Here is the code to do grid-search cross validation. I ignore the test set here for simplicity.
import numpy as np
from sklearn.datasets import make_classification
from sklearn.preprocessing import StandardScaler
from sklearn.svm import SVC
from sklearn.pipeline import make_pipeline
from sklearn.grid_search import GridSearchCV
from sklearn.metrics import accuracy_score, recall_score, f1_score, roc_auc_score, make_scorer
# generate some artificial data
X, y = make_classification(n_samples=3000, n_features=5, weights=[0.1, 0.9])
# make a pipeline for convenience
pipe = make_pipeline(StandardScaler(), SVC(kernel='rbf', class_weight='auto'))
# set up parameter space, we want to tune SVC params C and gamma
# the range below is 10^(-5) to 1 for C and 0.01 to 100 for gamma
param_space = dict(svc__C=np.logspace(-5,0,5), svc__gamma=np.logspace(-2, 2, 10))
# choose your customized scoring function, popular choices are f1_score, accuracy_score, recall_score, roc_auc_score
my_scorer = make_scorer(roc_auc_score, greater_is_better=True)
# construct grid search
gscv = GridSearchCV(pipe, param_space, scoring=my_scorer)
gscv.fit(X, y)
# what's the best estimator
gscv.best_params_
Out[20]: {'svc__C': 1.0, 'svc__gamma': 0.21544346900318834}
# what's the best score, in our case, roc_auc_score
gscv.best_score_
Out[22]: 0.86819366014152421
Note: the SVC is still not running very fast. It takes more than 40s to compute 50 possible combinations of params.
%time gscv.fit(X, y)
CPU times: user 42.6 s, sys: 959 ms, total: 43.6 s
Wall time: 43.6 s
Because the number of features is relatively low, I would start with decreasing the penalty parameter. It controls the penalty for mislabeled samples in the train data, and as your data contains 5 features, I guess it is not exactly linearly separable.

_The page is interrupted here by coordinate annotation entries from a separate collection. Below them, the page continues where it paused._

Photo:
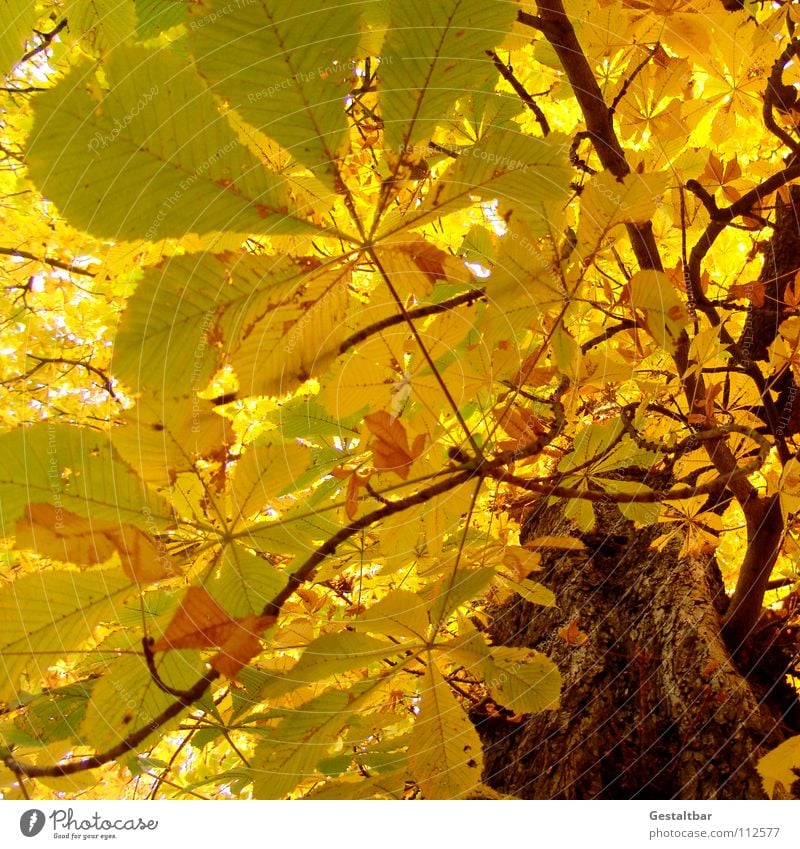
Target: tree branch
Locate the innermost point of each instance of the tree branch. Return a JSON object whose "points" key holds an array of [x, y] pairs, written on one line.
{"points": [[508, 75], [55, 263]]}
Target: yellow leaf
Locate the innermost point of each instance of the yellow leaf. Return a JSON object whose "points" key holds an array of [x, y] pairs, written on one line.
{"points": [[390, 449], [445, 757], [780, 765], [63, 535], [201, 623]]}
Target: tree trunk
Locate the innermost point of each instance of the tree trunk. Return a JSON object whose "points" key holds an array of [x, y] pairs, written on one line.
{"points": [[653, 706]]}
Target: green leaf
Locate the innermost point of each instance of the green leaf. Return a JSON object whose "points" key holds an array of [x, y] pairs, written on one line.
{"points": [[607, 202], [445, 756], [643, 513], [162, 435], [47, 616], [264, 472], [156, 16], [527, 175], [469, 649], [74, 469], [332, 654], [432, 54], [102, 24], [655, 302], [531, 591], [245, 583], [390, 785], [127, 699], [57, 714], [285, 68], [524, 680], [294, 747], [299, 532], [131, 164], [454, 589], [399, 614]]}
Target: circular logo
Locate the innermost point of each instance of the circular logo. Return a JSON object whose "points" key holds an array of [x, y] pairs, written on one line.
{"points": [[31, 822]]}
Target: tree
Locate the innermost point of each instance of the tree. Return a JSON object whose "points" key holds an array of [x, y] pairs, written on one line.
{"points": [[400, 400]]}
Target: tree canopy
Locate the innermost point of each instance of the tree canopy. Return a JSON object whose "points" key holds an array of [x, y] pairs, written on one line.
{"points": [[307, 307]]}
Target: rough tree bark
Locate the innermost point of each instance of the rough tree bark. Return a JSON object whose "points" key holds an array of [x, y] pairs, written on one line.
{"points": [[653, 706]]}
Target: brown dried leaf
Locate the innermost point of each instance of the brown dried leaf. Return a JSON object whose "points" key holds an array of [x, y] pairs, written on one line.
{"points": [[390, 449]]}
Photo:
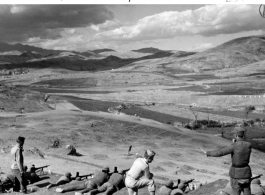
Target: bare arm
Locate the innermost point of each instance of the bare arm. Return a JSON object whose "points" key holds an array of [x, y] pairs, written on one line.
{"points": [[19, 159], [148, 174]]}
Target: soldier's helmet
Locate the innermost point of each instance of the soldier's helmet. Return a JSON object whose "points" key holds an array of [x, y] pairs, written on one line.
{"points": [[169, 183], [221, 192], [68, 174]]}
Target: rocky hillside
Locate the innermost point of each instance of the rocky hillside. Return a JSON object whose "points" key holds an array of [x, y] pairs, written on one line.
{"points": [[235, 53]]}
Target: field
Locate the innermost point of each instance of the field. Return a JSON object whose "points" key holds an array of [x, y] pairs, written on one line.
{"points": [[148, 110]]}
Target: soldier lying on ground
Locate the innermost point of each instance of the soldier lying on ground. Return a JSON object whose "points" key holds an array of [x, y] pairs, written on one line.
{"points": [[169, 188], [32, 176], [66, 178], [8, 182], [114, 184], [99, 178]]}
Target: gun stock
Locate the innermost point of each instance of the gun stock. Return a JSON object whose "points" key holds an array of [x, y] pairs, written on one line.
{"points": [[85, 176], [41, 167], [256, 177], [187, 182]]}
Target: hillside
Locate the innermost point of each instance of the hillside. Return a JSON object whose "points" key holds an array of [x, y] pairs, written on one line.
{"points": [[235, 53]]}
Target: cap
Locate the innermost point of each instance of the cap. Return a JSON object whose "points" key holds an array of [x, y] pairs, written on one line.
{"points": [[255, 181], [122, 171], [20, 139], [221, 192], [238, 131], [105, 169], [169, 183], [181, 185], [150, 153], [68, 174]]}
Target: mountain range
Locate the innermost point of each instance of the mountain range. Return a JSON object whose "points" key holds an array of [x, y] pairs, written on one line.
{"points": [[235, 53]]}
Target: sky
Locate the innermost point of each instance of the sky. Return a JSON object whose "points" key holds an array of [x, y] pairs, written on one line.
{"points": [[125, 27]]}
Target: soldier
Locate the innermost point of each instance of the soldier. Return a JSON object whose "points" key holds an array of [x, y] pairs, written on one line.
{"points": [[98, 179], [114, 184], [240, 171], [66, 178], [17, 165], [256, 188], [167, 188], [134, 179], [8, 181], [32, 176]]}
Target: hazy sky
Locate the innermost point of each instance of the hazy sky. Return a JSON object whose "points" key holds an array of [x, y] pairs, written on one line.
{"points": [[84, 27]]}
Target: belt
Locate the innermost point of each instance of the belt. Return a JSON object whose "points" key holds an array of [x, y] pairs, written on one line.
{"points": [[240, 166], [130, 176]]}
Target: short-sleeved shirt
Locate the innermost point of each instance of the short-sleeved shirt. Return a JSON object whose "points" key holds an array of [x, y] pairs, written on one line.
{"points": [[63, 179], [138, 168], [100, 178], [9, 178], [240, 153], [176, 192], [256, 189], [117, 180], [164, 190]]}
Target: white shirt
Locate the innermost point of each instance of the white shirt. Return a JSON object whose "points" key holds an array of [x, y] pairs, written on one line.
{"points": [[138, 168]]}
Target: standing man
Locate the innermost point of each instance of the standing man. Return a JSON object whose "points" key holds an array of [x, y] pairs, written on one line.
{"points": [[17, 165], [240, 171], [134, 179]]}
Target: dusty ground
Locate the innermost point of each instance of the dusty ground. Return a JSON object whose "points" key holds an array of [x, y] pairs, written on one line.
{"points": [[104, 138]]}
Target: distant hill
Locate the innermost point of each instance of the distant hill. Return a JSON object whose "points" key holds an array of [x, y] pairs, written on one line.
{"points": [[97, 51], [148, 50], [235, 53], [5, 47], [31, 54]]}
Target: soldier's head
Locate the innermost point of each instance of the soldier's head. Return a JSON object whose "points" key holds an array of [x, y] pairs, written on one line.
{"points": [[105, 169], [238, 132], [169, 183], [68, 174], [255, 181], [149, 155], [122, 171], [221, 192], [20, 140]]}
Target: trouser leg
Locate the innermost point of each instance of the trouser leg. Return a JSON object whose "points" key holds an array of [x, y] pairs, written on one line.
{"points": [[246, 189], [73, 187], [235, 186], [21, 179], [150, 183], [132, 191], [110, 190]]}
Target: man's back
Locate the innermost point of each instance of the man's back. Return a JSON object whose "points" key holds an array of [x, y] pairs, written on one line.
{"points": [[164, 190], [100, 178], [117, 180], [256, 189], [138, 168]]}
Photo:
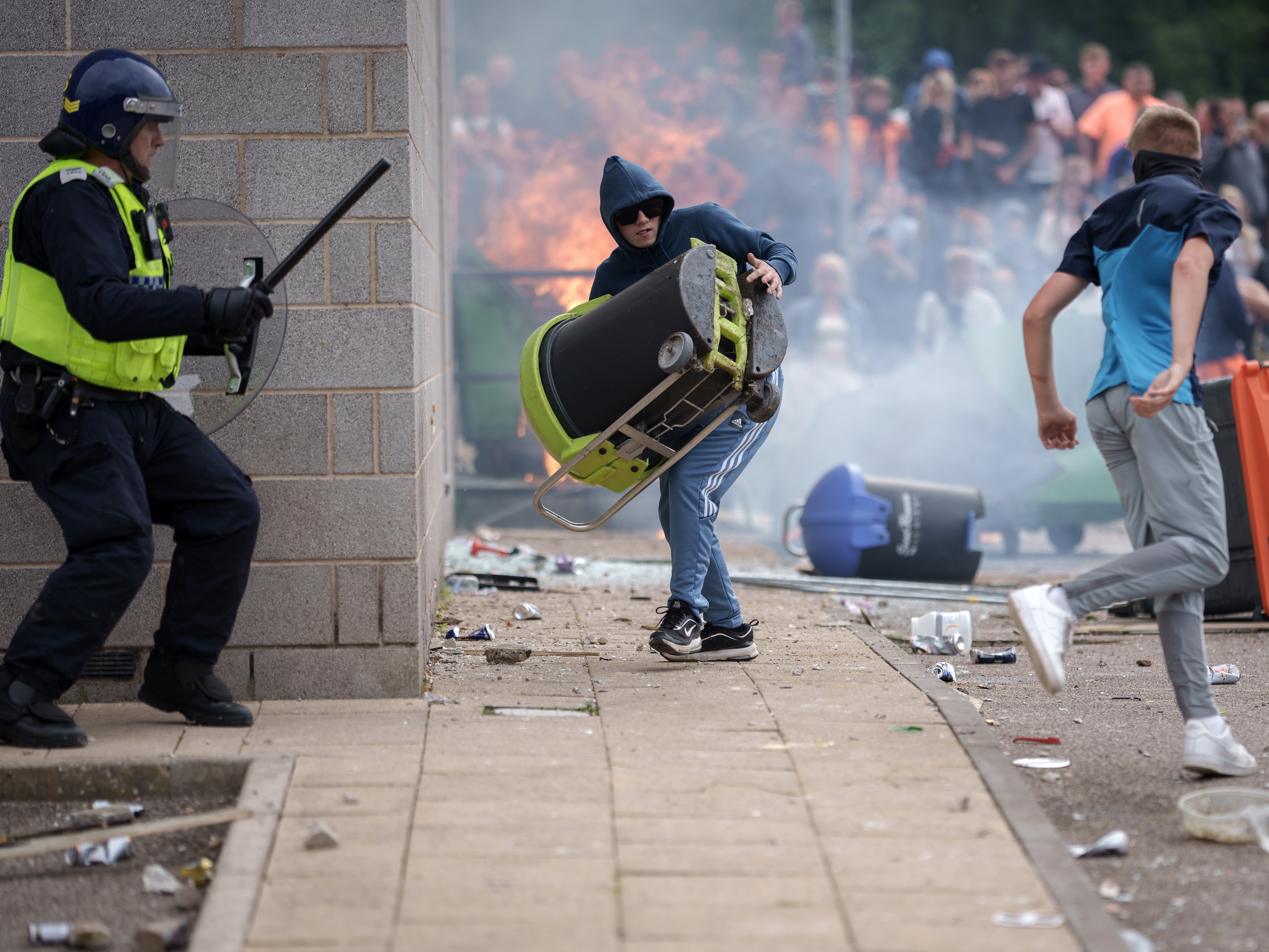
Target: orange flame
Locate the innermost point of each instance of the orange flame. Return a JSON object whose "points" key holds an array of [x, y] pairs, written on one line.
{"points": [[550, 219]]}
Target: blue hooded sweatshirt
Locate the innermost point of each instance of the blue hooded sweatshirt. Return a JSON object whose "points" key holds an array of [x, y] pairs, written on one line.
{"points": [[626, 185]]}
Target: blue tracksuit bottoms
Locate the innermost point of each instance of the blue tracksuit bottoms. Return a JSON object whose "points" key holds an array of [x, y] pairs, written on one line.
{"points": [[691, 493]]}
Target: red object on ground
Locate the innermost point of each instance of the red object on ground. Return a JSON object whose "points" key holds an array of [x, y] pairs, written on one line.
{"points": [[478, 548]]}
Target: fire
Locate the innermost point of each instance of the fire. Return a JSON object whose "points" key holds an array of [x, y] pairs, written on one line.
{"points": [[551, 219]]}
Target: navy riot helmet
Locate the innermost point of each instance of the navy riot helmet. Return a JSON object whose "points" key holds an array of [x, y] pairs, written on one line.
{"points": [[110, 96]]}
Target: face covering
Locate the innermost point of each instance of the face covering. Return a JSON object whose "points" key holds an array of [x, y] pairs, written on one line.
{"points": [[1148, 166]]}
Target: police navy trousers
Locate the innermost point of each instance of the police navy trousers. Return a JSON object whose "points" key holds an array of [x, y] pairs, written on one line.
{"points": [[691, 492], [132, 464]]}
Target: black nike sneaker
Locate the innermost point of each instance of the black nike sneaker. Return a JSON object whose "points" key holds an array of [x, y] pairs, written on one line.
{"points": [[720, 644], [679, 635]]}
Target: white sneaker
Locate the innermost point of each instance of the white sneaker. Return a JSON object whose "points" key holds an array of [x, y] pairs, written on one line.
{"points": [[1210, 751], [1046, 630]]}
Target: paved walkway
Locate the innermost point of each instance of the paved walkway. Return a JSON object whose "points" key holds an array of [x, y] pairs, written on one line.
{"points": [[810, 800]]}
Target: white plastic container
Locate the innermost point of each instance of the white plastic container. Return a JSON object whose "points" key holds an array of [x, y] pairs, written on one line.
{"points": [[943, 634]]}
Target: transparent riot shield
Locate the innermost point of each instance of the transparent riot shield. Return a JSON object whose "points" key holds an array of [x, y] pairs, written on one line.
{"points": [[215, 245]]}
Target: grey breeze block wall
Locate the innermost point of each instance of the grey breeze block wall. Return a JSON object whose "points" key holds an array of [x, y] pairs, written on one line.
{"points": [[287, 105]]}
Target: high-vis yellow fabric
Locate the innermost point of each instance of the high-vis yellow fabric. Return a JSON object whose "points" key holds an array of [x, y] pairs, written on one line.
{"points": [[34, 314]]}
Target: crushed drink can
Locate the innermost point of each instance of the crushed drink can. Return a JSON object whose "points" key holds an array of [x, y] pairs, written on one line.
{"points": [[942, 634], [1008, 657], [481, 634], [1224, 675], [101, 854], [49, 933]]}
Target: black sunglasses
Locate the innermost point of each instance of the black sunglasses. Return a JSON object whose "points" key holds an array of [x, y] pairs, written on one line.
{"points": [[653, 209]]}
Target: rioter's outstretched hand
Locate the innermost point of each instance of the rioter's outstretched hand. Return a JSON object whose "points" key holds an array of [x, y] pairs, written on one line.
{"points": [[1058, 428], [770, 276], [1160, 393]]}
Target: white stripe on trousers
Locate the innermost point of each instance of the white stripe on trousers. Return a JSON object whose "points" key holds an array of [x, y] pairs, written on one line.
{"points": [[730, 463]]}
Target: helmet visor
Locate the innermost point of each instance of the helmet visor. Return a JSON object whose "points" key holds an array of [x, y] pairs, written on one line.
{"points": [[167, 115]]}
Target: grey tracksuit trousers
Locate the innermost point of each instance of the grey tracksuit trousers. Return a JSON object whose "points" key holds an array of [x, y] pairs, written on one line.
{"points": [[1169, 480]]}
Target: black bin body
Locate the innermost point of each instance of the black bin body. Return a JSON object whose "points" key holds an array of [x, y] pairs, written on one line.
{"points": [[1240, 591]]}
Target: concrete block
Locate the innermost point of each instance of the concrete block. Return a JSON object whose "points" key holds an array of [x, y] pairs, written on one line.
{"points": [[31, 532], [306, 285], [41, 80], [393, 267], [346, 92], [207, 169], [403, 612], [35, 25], [399, 438], [248, 92], [358, 605], [275, 190], [287, 605], [20, 163], [323, 23], [348, 519], [279, 435], [355, 432], [152, 25], [351, 265], [391, 92], [337, 673], [348, 348]]}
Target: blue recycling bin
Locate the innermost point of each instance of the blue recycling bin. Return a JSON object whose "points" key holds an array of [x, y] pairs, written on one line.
{"points": [[876, 527]]}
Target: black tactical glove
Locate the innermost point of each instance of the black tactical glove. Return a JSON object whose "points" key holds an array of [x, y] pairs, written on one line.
{"points": [[234, 312]]}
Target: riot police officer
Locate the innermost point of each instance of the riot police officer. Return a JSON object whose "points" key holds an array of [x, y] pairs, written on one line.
{"points": [[89, 327]]}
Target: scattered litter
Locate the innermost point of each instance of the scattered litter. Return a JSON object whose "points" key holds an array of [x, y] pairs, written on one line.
{"points": [[942, 634], [1044, 763], [1228, 815], [1028, 921], [322, 837], [1115, 843], [157, 879], [101, 854], [570, 565], [1224, 675], [163, 935], [508, 654], [483, 634], [1008, 657], [200, 873]]}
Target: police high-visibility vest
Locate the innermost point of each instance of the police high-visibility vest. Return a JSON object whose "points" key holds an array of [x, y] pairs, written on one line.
{"points": [[34, 314]]}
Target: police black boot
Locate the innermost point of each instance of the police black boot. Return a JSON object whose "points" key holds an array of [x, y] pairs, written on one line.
{"points": [[31, 720], [679, 633], [192, 690]]}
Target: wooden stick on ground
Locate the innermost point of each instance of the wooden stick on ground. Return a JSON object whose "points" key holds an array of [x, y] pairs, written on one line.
{"points": [[65, 841]]}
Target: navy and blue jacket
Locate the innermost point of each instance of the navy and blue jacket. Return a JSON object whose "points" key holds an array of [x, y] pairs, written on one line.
{"points": [[1129, 247], [628, 185]]}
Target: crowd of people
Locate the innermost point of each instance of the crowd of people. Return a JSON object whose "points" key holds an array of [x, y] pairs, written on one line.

Generally, this parameter (C) allows the classifier to have larger margin on the account of higher accuracy (see this for more information)
By default, C=1.0. Start with svm = SVC(C=0.1) and see how it goes.
One reason might be that the parameter gamma is not the same.
By default sklearn.svm.SVC uses RBF kernel and gamma is 0.0, in which case 1/n_features will be used instead. So gamma is different given different number of features.
In terms of suggestions, I agree with Jianxun's answer.